A total of 490 acres of state land near Twisp — in seven separate parcels — could ultimately be sold at auction because the property doesn’t produce revenue for the school trusts managed by the Washington Department of Natural Resources (DNR).
DNR plans to transfer these parcels into the state land bank. The land bank holds properties DNR has recently purchased that have the potential to generate more income for the trust. It also holds properties that are awaiting sale.
Two of the parcels in the Methow Valley — at 80 and 120 acres — are south of Twisp on the east side of Highway 153 near the Okanogan County Public Utility District substation. There is a 30-acre parcel south of Twisp on the west side of the highway on the Methow River, north of Beaver Creek Road. The four others — two 40-acre parcels, one 120-acre parcel and one that’s 140 acres — are off Balky Hill Road.
DNR earmarks land for transfer when it’s considered no longer suitable for the land trust. Unsuitable properties don’t produce revenue and are often isolated parcels, according to DNR.
The land swaps will make managing these lands more efficient by consolidating parcels and increase marketing options for the trust revenue. It will also enhance the sustainability of working trust landscapes to provide for future generations, according to DNR.

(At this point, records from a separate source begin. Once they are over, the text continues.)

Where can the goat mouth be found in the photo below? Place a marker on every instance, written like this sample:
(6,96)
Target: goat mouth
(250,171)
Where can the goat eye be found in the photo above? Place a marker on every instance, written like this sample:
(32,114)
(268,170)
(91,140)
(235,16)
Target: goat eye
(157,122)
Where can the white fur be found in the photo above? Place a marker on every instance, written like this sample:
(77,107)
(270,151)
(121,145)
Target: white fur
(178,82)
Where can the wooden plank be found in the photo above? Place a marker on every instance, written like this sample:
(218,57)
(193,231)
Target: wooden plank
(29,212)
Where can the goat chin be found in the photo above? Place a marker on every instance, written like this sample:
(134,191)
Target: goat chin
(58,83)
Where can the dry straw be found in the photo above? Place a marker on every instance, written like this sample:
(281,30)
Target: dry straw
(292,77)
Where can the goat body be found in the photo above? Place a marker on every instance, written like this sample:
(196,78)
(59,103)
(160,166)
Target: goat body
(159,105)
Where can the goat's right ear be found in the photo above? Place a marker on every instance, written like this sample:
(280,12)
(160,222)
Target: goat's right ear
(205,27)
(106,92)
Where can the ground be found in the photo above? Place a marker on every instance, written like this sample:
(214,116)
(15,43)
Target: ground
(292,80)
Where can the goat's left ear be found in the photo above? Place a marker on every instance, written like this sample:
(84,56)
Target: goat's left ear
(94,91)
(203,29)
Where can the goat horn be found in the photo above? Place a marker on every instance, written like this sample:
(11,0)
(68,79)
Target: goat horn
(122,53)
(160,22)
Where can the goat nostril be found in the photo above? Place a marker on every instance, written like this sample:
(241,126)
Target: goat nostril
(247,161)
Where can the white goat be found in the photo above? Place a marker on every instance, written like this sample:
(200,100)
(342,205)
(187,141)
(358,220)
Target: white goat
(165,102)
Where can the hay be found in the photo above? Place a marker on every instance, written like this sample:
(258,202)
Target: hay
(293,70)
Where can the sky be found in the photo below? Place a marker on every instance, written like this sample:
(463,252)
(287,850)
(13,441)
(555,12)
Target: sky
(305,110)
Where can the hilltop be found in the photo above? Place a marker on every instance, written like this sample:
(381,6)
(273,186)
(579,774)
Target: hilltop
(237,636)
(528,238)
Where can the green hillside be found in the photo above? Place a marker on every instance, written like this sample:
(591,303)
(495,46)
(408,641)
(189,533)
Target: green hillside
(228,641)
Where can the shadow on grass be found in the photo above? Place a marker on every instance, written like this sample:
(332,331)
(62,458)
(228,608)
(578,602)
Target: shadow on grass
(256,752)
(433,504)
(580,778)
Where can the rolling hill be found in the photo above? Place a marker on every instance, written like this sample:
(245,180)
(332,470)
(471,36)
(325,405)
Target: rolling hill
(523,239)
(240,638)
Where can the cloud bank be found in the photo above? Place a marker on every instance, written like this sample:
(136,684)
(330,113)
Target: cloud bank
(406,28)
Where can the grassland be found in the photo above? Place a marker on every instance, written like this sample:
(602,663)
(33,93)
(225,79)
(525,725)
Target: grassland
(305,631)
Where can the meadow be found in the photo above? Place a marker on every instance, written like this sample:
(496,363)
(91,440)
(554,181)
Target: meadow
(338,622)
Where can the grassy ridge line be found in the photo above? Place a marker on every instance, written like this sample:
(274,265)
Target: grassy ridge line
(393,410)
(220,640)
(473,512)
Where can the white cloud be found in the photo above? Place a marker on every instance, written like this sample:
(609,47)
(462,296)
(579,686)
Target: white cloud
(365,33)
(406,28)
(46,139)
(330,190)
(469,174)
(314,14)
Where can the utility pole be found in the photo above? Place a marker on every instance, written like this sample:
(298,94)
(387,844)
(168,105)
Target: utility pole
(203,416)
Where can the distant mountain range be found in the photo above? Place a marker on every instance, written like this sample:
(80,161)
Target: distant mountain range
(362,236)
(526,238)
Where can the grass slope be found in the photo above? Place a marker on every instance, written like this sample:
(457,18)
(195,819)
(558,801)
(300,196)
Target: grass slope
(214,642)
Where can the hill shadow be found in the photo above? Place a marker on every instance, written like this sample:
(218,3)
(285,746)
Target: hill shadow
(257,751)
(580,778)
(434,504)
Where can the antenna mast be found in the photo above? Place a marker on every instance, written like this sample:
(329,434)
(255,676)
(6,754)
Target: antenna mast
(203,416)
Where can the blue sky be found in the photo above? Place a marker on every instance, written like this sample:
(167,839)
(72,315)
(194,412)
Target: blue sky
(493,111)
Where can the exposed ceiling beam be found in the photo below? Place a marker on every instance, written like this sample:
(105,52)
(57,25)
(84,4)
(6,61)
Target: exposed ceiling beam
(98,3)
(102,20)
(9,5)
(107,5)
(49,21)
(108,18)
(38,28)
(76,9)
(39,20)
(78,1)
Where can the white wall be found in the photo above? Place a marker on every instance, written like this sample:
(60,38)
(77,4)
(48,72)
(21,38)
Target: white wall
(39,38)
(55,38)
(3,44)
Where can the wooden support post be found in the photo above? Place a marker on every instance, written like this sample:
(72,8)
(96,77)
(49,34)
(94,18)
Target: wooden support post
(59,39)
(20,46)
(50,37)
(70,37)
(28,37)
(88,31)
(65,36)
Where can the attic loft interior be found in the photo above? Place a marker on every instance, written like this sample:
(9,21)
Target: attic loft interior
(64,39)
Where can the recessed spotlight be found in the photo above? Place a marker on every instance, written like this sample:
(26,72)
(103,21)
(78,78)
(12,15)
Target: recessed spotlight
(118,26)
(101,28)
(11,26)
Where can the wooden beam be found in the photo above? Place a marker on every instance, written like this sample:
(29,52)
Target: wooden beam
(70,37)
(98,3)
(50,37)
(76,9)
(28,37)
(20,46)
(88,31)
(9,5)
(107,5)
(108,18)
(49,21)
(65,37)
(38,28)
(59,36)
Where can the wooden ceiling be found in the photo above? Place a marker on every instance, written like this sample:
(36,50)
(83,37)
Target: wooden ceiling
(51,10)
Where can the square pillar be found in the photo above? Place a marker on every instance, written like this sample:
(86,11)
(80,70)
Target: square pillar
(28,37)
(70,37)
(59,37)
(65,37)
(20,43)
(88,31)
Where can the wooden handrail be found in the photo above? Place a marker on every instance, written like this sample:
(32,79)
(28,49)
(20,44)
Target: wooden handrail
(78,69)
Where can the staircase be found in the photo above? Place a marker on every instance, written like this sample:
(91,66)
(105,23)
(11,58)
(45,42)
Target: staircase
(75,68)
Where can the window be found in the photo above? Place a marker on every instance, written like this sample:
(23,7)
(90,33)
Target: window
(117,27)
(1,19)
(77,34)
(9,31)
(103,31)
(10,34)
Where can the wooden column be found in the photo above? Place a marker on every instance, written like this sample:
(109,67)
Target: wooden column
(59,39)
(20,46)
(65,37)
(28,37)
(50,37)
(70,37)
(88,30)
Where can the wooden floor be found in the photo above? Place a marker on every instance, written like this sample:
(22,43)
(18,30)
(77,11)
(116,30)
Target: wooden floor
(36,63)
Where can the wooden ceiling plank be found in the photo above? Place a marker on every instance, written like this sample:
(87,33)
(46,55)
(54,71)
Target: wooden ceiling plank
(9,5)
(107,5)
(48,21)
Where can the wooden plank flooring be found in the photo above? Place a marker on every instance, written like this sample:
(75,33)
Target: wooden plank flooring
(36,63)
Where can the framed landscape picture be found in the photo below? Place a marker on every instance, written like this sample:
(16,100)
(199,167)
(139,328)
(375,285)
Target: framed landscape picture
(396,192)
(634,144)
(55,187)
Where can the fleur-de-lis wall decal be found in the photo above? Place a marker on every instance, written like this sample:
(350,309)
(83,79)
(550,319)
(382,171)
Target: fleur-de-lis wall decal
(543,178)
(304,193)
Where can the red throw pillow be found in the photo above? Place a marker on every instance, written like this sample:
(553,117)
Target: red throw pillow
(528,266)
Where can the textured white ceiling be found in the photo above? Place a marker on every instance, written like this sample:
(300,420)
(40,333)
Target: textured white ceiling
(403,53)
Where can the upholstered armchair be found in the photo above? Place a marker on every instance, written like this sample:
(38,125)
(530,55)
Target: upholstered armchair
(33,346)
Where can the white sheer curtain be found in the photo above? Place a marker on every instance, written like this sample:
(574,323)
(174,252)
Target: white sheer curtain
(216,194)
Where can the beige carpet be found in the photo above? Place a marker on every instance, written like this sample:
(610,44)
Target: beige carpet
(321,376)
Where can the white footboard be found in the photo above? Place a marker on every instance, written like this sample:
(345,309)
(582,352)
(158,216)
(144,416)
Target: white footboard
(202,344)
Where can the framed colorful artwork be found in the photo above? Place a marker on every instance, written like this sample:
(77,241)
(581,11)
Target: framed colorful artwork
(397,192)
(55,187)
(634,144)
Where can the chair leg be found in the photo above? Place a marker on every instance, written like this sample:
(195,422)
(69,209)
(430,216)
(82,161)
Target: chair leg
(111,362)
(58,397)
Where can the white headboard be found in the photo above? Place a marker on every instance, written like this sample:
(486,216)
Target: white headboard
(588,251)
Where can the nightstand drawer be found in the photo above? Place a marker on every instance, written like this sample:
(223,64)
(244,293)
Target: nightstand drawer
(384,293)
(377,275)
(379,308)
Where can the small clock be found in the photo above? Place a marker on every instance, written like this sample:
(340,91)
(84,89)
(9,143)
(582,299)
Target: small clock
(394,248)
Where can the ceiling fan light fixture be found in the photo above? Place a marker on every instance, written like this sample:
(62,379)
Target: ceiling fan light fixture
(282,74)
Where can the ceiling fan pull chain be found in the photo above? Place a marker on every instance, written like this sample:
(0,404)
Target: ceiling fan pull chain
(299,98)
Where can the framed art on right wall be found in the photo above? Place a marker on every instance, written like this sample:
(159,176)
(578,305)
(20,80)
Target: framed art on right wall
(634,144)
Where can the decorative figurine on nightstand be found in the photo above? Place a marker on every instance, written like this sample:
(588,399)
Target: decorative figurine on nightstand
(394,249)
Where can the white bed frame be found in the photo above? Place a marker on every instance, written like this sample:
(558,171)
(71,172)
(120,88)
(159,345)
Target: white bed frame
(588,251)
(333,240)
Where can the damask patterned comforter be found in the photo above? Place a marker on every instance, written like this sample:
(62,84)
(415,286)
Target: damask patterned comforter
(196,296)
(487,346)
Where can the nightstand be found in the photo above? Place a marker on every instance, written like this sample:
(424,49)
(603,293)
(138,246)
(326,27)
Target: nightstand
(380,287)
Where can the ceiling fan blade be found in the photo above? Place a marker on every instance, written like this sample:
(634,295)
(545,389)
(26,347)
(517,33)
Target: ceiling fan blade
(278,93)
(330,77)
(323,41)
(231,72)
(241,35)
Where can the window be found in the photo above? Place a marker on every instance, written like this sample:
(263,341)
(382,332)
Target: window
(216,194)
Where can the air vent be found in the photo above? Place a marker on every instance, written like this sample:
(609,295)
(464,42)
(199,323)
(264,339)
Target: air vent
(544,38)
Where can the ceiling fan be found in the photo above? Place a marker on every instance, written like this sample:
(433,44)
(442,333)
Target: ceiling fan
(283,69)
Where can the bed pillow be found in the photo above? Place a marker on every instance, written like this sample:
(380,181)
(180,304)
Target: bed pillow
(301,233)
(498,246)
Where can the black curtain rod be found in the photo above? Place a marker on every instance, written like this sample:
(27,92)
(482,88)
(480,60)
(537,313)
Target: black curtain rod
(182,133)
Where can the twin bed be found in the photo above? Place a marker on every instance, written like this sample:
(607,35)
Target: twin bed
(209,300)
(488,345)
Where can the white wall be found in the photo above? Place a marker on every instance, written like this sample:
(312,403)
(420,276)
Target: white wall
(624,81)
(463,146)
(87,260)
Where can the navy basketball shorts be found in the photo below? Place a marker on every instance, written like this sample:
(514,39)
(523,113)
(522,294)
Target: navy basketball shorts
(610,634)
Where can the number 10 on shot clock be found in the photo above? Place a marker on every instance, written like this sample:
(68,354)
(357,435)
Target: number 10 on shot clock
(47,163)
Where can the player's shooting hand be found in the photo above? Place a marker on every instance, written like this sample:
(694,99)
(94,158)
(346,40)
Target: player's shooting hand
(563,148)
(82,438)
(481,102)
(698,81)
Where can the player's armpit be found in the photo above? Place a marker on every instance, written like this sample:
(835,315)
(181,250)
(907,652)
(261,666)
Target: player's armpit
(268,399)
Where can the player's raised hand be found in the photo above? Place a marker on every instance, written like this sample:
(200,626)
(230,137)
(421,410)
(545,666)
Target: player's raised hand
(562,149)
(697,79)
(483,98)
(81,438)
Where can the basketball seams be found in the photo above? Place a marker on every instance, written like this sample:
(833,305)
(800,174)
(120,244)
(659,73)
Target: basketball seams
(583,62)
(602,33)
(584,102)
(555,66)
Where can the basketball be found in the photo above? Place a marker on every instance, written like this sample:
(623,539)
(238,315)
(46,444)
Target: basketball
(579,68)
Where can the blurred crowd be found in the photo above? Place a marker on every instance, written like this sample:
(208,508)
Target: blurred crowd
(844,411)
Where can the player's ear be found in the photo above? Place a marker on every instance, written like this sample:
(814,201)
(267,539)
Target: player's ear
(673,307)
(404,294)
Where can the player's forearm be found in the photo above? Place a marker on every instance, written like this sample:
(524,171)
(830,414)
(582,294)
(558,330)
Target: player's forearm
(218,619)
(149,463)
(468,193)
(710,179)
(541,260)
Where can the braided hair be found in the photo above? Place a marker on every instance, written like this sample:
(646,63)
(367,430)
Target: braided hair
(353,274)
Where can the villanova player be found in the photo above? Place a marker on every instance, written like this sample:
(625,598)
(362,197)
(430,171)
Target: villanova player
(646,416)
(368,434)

A recent revision to state law requires DNR to buy suitable land before selling the existing state properties — the opposite approach of the old system. These new purchases are put in the land bank until they can be swapped — at equal value — with the trust lands, Deborah Whitney, DNR’s exchange project manager, said.
In addition to the seven parcels in the Methow Valley, there are one near Tonasket and four near Conconully. Other trust lands being considered for transfer into the land bank are in Spokane, Benton, Jefferson and Klickitat counties. If approved, they would be swapped for properties already in the land bank in Benton, Kitsap, Skagit and Snohomish counties.
In a separate proposal, DNR is considering swapping about 2,200 acres of state land for up to 2,640 acres of private property, all in Chelan County. The objective is to consolidate trust lands, improve management efficiencies, support fish and wildlife habitat, and enhance access to trust lands.
DNR is required to sell the properties at auction at fair-market value — the minimum bid for the properties is the appraisal, Whitney said. Proceeds go into the land bank so DNR can purchase other properties for future transfers.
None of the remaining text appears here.